À l’occasion de la sortie de son nouveau roman, Ce qui se joue, la Rennaise Caroline Hinault, enseignante de lettres depuis plus de vingt ans, revient sur la genèse de son livre et sur ses questionnements autour du langage. Vivifiant, son ouvrage est une plongée dans l’univers scolaire et littéraire.
A la table d’un café, Caroline raconte être « tombée dans les livres » dès son plus jeune âge. «C’est une passion qui m’accompagne et qui m’a complètement tenue dans l’existence. Il était évident pour moi de vivre ma vie en littérature», aime-t-elle répéter. Pour la création littéraire, le chemin a été un peu plus long. Avec modestie, elle le reconnaît bien volontiers. «L’écriture a mis plus de temps parce qu’il faut s’autoriser à écrire.»
Depuis 2021, la jeune femme a publié quatre ouvrages aux éditions du Rouergue : Solak, In carna : fragments de grossesse , Traverser les forêts et, depuis sa sortie, le 19 août 2026, Ce qui se joue. À travers ses différents romans, elle explore plusieurs thèmes qui lui sont chers : la justice, le féminisme, la solitude, l’altérité ou encore notre rapport aux autres. «J’aime aller creuser le langage comme une matière, comme un sculpteur», explique-t-elle.
Avant de se lancer dans l’écriture de Ce qui se joue, la romancière a laissé son idée mûrir longuement. «Le moment où on y va, c’est de la nécessité aiguë et je l’ai senti », raconte-t-elle. Le roman naît aussi d’une période où, selon elle, le langage public s’est profondément transformé avec « les fake news, la post-vérité, les rhétoriques populistes, la pulvérisation du sens, l’inversion des valeurs, l’instrumentalisation idéologique. »
Face à ce bouleversement des mots et de leur sens, l’écriture devient une forme de réponse. «Écrire ce roman a été un moyen de sortir de la sidération et de lui opposer une résistance.» Dans Ce qui se joue, cette inquiétude prend la forme d’un mystérieux virus, baptisé le « Fatum », qui se propage dans la société et provoque une perte du langage. Au cœur de cette épidémie, le lecteur découvre Madame Boukary, une professeure de lycée qui continue d’enseigner malgré la disparition progressive des mots.

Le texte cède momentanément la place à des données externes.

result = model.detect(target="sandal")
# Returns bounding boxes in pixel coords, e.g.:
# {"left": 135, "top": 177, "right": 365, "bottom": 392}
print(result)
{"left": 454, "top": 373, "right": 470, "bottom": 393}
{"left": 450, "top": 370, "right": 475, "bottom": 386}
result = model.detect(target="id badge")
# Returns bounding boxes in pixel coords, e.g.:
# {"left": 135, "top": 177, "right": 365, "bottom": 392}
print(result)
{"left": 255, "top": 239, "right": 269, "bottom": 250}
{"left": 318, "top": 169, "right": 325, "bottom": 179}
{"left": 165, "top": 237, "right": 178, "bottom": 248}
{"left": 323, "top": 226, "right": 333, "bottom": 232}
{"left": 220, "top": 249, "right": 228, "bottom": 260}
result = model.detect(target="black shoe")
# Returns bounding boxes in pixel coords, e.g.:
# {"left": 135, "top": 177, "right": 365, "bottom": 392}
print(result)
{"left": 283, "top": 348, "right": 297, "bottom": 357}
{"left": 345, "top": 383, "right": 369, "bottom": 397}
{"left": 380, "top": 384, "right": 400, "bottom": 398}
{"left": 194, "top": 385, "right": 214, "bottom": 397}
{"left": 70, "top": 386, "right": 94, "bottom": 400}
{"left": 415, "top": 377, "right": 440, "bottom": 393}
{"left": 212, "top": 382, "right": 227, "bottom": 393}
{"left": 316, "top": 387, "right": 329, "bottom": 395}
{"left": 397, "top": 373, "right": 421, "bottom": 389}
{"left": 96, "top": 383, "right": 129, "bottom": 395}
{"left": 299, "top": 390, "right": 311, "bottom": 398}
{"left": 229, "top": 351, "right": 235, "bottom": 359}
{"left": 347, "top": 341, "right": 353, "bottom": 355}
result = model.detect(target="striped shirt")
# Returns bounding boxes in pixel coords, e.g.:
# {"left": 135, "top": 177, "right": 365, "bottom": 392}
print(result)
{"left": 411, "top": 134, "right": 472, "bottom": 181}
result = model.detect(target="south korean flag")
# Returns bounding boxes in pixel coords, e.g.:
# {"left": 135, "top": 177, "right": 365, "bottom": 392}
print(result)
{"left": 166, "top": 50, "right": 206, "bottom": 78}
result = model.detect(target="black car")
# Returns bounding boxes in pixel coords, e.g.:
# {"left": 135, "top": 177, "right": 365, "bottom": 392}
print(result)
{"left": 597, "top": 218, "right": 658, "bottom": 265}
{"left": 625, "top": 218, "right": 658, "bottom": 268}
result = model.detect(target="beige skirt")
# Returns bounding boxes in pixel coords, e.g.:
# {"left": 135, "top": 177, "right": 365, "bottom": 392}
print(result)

En une phrase, une amie lui a un jour résumé son livre. Ce qui se joue fait le pari de la rencontre.» Une expression dans laquelle la Rennaise se reconnaît tout particulièrement. « Une salle de classe, c’est une société en construction, c’est le laboratoire de la démocratie », affirme-t-elle. «On y retrouve, à petite échelle, toutes les grandes questions de société : Le rapport à l’autre, à la justice, à l’éthique, au corps, à la psyché de chacun. »
Cette réflexion dépasse toutefois les murs de la classe. «Le langage est malade et atteint très violemment », convient-elle. Elle observe même comment certains mots peuvent être détournés de leur sens, tandis que d’autres, nouvellement apparus ou davantage utilisés, peuvent au contraire faire évoluer la société. Elle cite notamment le mot « consentement » avant de rappeler en quelques mots : « Le langage est puissant. »
Le roman laisse également une place à l’humour, nourri par ses nombreuses années d’enseignement. Dans la classe de Madame Boukary, les élèves participent à des ateliers d’écriture pour laisser leur imagination s’exprimer. Une expérience que l’autrice connaît bien. «Il y a un grand plaisir chez eux à écrire des petits textes narratifs. Ils sont surpris de voir ce qu’ils ont en eux.» Pour elle, ces exercices permettent aussi de déconstruire l’image d’une littérature réservée à quelques initiés. « Ils comprennent qu’elle n’est pas quelque chose de poussiéreux et réservé à une élite, parce que chacun a le droit au plaisir du texte. »
Mais lorsqu’on lui demande combien de temps il lui a fallu pour écrire Ce qui se joue, Caroline Hinault ne donne pas vraiment de durée. « C’est comme si j’avais mis 20 ans à l’écrire », répond-elle. Le titre du roman porte lui aussi plusieurs sens. Il y a le jeu avec le langage, les formes et les mots. Mais il y a surtout tout ce qui se joue derrière eux : les rapports humains, les enjeux politiques, la transmission et la construction de chacun. Publié aux éditions du Rouergue le 19 août 2026, le roman est disponible en librairie en grand format. « Ce qui se joue » figure également parmi les cinq finalistes du Prix du Roman Fnac 2026.